I'm testing the tool.

That's why I do not know much about her ...

How can I delete the data to lift the service?

Hi @sblancocr,

if you really want to wipe all data in the entire cluster, you can stop all nodes and then delete all your data folders (by default these reside in the installation dir, you may have configured them to reside elsewhere using the path.data setting). Be careful, this will delete all data, essentially reverting to a new installation.

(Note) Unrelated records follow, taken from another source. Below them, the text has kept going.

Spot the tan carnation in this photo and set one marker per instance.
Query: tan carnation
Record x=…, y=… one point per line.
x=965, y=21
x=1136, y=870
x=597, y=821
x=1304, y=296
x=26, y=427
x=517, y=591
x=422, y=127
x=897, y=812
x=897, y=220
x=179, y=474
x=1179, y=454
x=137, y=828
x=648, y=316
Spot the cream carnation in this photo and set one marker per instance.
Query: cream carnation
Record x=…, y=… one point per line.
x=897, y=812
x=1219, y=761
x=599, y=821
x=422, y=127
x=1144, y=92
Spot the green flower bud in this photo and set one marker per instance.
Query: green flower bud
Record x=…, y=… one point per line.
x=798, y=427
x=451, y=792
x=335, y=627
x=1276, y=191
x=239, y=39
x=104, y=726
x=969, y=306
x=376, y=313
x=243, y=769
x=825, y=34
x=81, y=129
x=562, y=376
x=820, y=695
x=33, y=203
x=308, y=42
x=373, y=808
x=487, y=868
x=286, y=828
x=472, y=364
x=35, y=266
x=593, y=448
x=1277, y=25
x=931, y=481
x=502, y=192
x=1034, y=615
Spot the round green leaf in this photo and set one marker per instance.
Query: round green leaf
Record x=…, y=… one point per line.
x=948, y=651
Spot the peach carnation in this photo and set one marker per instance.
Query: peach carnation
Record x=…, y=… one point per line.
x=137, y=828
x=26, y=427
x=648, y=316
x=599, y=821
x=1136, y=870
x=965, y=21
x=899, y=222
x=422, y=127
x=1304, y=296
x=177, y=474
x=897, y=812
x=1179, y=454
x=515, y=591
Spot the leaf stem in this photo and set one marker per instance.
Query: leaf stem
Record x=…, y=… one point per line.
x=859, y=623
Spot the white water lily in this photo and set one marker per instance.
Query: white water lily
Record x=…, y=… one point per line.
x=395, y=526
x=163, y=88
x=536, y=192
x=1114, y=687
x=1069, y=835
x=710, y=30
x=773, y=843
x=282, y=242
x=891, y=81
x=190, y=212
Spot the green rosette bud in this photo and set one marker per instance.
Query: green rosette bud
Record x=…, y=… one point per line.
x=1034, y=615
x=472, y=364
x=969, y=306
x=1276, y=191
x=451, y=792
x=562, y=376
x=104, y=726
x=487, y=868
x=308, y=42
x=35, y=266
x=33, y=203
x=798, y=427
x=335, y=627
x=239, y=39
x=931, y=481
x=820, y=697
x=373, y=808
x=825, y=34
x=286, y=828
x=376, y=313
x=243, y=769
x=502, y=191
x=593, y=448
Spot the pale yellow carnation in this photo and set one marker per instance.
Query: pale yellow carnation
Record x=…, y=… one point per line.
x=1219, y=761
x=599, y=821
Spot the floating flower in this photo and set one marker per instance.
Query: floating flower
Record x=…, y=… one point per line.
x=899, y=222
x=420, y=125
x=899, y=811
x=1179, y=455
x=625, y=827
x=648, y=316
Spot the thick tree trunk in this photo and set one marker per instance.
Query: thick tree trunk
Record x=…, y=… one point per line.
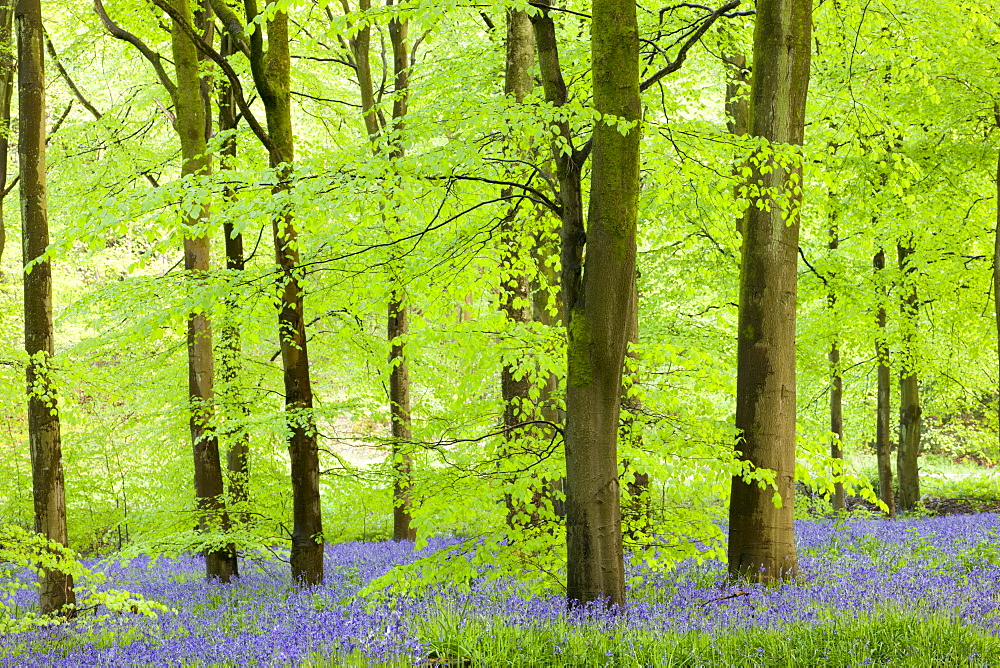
x=909, y=393
x=761, y=532
x=221, y=563
x=402, y=433
x=996, y=259
x=56, y=591
x=271, y=74
x=515, y=300
x=636, y=513
x=569, y=163
x=883, y=447
x=836, y=392
x=599, y=315
x=399, y=376
x=7, y=67
x=238, y=453
x=737, y=109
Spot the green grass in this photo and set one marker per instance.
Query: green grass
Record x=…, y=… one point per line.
x=905, y=639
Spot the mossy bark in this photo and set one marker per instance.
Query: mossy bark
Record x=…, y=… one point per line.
x=220, y=563
x=44, y=436
x=761, y=533
x=271, y=74
x=909, y=390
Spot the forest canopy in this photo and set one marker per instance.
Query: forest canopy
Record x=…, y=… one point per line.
x=556, y=282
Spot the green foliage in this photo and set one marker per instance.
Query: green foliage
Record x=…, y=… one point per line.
x=24, y=554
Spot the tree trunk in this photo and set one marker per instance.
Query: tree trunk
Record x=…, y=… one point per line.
x=836, y=391
x=996, y=258
x=883, y=448
x=7, y=67
x=761, y=532
x=909, y=393
x=238, y=454
x=402, y=433
x=56, y=591
x=220, y=563
x=399, y=375
x=737, y=109
x=271, y=74
x=636, y=513
x=599, y=316
x=515, y=300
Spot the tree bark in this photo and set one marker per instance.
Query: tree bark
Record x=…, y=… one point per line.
x=761, y=532
x=599, y=315
x=56, y=591
x=883, y=447
x=737, y=110
x=909, y=392
x=515, y=299
x=220, y=563
x=996, y=258
x=836, y=389
x=271, y=74
x=8, y=64
x=400, y=418
x=238, y=453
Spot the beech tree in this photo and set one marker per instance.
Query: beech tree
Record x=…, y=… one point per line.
x=44, y=438
x=761, y=530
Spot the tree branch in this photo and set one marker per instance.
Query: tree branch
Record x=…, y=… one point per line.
x=691, y=41
x=227, y=69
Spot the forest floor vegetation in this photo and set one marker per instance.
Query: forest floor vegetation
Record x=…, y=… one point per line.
x=910, y=592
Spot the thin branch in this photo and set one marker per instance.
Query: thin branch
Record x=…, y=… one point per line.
x=153, y=57
x=69, y=82
x=227, y=69
x=691, y=41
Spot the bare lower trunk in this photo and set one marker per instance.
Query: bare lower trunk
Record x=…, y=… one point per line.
x=44, y=439
x=909, y=393
x=836, y=394
x=761, y=531
x=402, y=435
x=221, y=562
x=238, y=437
x=883, y=447
x=636, y=512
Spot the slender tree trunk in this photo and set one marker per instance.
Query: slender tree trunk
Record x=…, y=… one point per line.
x=271, y=75
x=883, y=447
x=402, y=434
x=599, y=316
x=7, y=67
x=220, y=563
x=909, y=393
x=737, y=109
x=762, y=533
x=836, y=391
x=515, y=301
x=546, y=277
x=238, y=454
x=399, y=378
x=636, y=513
x=399, y=375
x=996, y=257
x=56, y=591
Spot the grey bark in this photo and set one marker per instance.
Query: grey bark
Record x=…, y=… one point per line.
x=761, y=534
x=44, y=437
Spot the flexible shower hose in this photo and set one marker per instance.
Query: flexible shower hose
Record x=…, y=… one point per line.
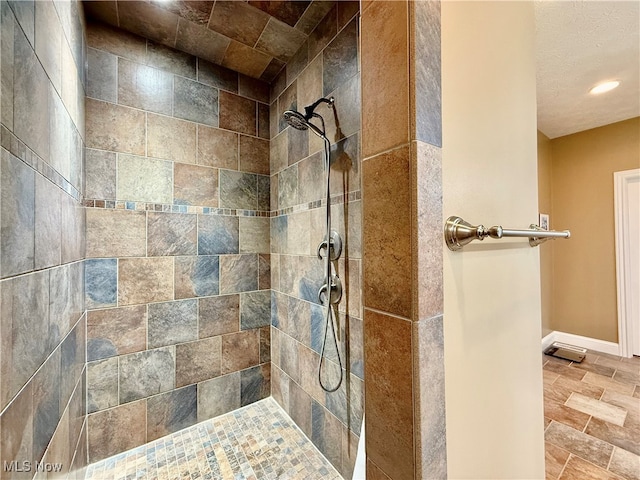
x=330, y=317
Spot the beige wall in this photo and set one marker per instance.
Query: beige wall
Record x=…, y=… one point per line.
x=546, y=249
x=492, y=290
x=584, y=275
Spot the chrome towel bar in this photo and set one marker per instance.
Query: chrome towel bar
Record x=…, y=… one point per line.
x=458, y=233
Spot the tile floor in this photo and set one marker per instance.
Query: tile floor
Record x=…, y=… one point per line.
x=592, y=418
x=256, y=442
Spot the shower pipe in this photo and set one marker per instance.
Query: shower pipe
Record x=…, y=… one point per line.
x=331, y=292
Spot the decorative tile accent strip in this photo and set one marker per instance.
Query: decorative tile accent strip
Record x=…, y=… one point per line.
x=255, y=442
x=17, y=148
x=335, y=200
x=160, y=207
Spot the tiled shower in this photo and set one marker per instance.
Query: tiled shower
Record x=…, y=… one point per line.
x=159, y=232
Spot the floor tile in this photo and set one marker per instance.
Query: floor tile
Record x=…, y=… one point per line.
x=596, y=408
x=592, y=449
x=255, y=442
x=625, y=464
x=555, y=459
x=579, y=469
x=626, y=438
x=608, y=383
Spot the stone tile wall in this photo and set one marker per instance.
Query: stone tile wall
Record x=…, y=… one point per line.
x=178, y=253
x=402, y=240
x=42, y=321
x=326, y=65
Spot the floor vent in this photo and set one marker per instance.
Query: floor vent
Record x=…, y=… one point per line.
x=566, y=351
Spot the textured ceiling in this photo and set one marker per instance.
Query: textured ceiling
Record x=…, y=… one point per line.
x=256, y=38
x=580, y=44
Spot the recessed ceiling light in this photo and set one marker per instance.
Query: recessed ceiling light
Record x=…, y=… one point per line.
x=604, y=87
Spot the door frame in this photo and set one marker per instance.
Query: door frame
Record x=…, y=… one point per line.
x=625, y=329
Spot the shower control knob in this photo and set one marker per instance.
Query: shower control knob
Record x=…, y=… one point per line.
x=336, y=291
x=335, y=246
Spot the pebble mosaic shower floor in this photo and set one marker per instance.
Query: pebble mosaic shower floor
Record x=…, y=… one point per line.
x=256, y=442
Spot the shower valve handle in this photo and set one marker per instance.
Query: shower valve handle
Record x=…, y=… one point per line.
x=336, y=291
x=335, y=246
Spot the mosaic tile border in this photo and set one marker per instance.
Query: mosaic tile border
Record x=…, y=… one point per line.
x=16, y=147
x=164, y=207
x=258, y=441
x=168, y=208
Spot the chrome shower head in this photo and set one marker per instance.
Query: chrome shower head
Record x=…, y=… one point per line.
x=300, y=122
x=296, y=120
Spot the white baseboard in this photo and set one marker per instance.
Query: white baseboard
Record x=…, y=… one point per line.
x=601, y=346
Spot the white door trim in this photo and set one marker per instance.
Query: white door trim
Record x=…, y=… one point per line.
x=621, y=180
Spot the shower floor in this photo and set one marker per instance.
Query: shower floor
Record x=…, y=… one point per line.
x=255, y=442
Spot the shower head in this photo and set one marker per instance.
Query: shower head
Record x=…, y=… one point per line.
x=302, y=122
x=296, y=120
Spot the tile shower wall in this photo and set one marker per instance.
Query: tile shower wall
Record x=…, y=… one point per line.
x=178, y=256
x=42, y=323
x=326, y=65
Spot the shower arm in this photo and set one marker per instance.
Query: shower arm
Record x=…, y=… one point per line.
x=458, y=233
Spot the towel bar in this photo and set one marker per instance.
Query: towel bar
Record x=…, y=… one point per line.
x=458, y=233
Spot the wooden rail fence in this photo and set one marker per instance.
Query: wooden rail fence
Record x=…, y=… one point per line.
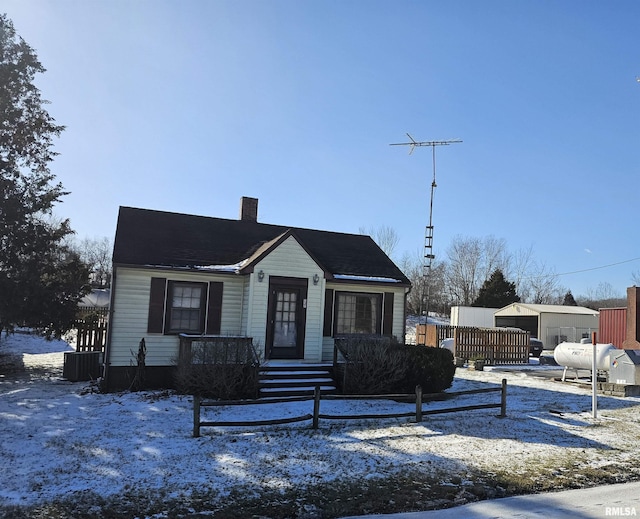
x=419, y=413
x=92, y=335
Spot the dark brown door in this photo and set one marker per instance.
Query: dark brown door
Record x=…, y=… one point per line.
x=286, y=318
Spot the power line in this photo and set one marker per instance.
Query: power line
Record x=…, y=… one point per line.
x=598, y=268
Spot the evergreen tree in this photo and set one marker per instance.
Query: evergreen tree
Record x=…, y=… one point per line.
x=496, y=292
x=569, y=299
x=41, y=280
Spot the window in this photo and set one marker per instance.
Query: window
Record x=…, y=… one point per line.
x=186, y=307
x=182, y=307
x=358, y=313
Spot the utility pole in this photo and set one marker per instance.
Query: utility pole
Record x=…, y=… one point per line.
x=428, y=236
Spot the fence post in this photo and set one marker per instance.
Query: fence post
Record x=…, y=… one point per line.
x=418, y=403
x=316, y=406
x=196, y=416
x=503, y=399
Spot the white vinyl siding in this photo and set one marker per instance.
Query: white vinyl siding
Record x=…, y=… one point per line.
x=289, y=259
x=131, y=311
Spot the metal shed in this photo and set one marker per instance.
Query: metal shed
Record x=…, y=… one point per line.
x=552, y=324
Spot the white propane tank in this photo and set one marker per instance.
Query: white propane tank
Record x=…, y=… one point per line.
x=580, y=356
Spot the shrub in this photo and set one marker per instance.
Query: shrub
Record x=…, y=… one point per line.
x=431, y=368
x=224, y=368
x=375, y=366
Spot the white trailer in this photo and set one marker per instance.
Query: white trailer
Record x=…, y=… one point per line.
x=472, y=316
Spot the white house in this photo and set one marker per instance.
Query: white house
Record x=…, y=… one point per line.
x=291, y=290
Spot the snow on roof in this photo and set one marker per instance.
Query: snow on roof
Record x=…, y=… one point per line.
x=97, y=298
x=552, y=309
x=235, y=268
x=366, y=278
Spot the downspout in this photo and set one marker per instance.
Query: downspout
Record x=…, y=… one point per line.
x=107, y=348
x=404, y=315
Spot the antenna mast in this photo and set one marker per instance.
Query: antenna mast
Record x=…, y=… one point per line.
x=428, y=236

Alternatively, simply setting node.data=true on all nodes should recover the missing data. Provided all your indices have at least one replica, you should then be able to repurpose one node at a time, waiting for green cluster health after every node has been repurposed (thereby giving Elasticsearch time to reestablish having two copies of every shard).

Thank you
I'm going to set node.data = true
to try
and see how recovery can be done.

Hello
I did the deletion of all the data and I restarted all the nodes, nevertheless it continues presenting as a state in "red"
I made the following query to see the status of the cluster and I detail it below.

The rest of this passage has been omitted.